The success of a company is cannot be derived from any individual. Like a team is only as good as its worst player, companies should not take advantage of their employees by paying them below market wages, or undermine their talents in any way. Wasting valuable assets in the form of scamming employees and consequently demotivating them is contrary to the primary objective to maximise shareholders wealth. Corporations with capable human resources records are in a better position to achieve long-term profitability.

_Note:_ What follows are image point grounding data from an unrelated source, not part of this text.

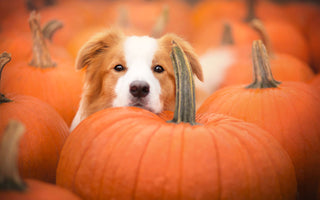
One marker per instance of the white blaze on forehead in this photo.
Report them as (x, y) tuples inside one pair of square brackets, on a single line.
[(139, 53)]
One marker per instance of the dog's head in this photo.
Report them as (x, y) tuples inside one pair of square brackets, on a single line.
[(130, 71)]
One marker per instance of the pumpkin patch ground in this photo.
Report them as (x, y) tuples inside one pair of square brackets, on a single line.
[(250, 131)]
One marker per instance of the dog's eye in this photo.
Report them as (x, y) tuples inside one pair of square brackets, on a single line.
[(158, 69), (118, 68)]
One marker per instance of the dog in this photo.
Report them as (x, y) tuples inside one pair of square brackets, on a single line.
[(129, 71)]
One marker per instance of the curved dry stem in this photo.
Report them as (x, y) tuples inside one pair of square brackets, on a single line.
[(9, 171), (41, 55), (263, 77), (227, 37), (50, 28), (185, 108), (4, 59), (258, 25)]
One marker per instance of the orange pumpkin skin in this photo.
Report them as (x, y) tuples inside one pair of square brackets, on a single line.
[(125, 153), (59, 86), (284, 67), (290, 113), (40, 191), (45, 134), (54, 81)]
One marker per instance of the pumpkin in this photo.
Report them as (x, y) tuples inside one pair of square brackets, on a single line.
[(288, 110), (316, 81), (314, 41), (11, 185), (46, 132), (284, 66), (275, 27), (131, 153), (53, 81)]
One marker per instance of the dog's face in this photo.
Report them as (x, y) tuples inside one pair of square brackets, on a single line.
[(130, 71)]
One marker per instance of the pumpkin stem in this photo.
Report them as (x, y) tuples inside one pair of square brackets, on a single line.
[(263, 77), (257, 25), (4, 59), (227, 37), (250, 11), (185, 95), (50, 28), (161, 23), (9, 171), (41, 56)]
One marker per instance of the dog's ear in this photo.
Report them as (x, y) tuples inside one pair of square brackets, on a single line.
[(96, 45), (188, 50)]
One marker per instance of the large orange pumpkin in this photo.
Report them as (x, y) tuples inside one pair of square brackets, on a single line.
[(53, 81), (289, 111), (46, 132), (131, 153), (11, 185)]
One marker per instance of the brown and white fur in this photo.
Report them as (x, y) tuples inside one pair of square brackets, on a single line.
[(129, 71)]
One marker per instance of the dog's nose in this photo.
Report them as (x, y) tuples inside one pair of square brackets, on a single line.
[(139, 88)]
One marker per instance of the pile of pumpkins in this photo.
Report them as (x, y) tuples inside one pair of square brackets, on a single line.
[(252, 134)]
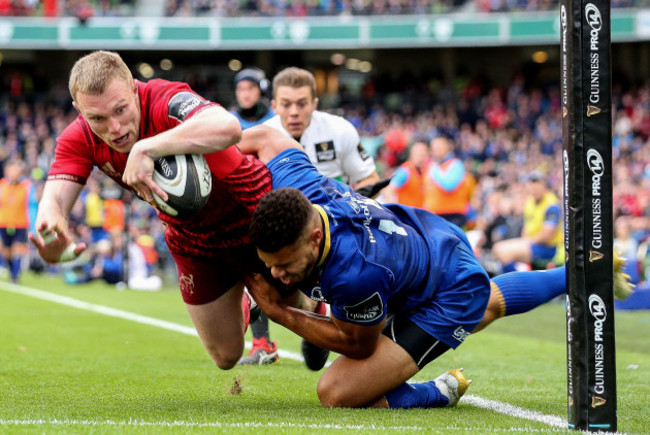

Finally there exist a social agency relationship between the corporation and the community. This encompasses responsibilities in terms of being a ‘good’ corporate citizen. Recent trends show that Australia began to explicitly recognise such a corporate governance relationship such as the area of environmental sustainability. Ignorance of community goals by management would close the possibility of non-government organisations from cooperating with the company. As such, good corporate governance promotes long-term cooperative relationship with the community which is ultimately a good ground for long term wealth maximisation.
Overall, good corporate governance is essential for the benefits of all the parties within the nexus of contracts in a corporation. In many cases, the failure of the risk management system is accounted to obvious conflicts of interest between management and associated stakeholders. It is the attractive peculiar incentive that drives directors into putting forward their own interest above all. As such, the unnecessary yet excessive risk taking purely for the short term gain can resulted in the failure of many well established companies, for example One Tel. Such corporate crimes are usually disguised by the ‘phalanx of professional advisers’ through deception and manipulation of evidence into a well protected scheme of ‘legitimate transaction’. The result is not a product of inadequacies in computer models alone, but is mainly driven by the independent incentives of the directors in the corporate governance system.
Improvements from such governance failures can be accredited to the use of audits. As a checking and monitoring means, the utilisation of external audits provides a third party review of the mechanisms designed to minimise agency costs. They ensure that the behaviour of management, the board of directors and related parties are in the best interests of equity and debt holders and verifies the accurate communication of the company’s financial position.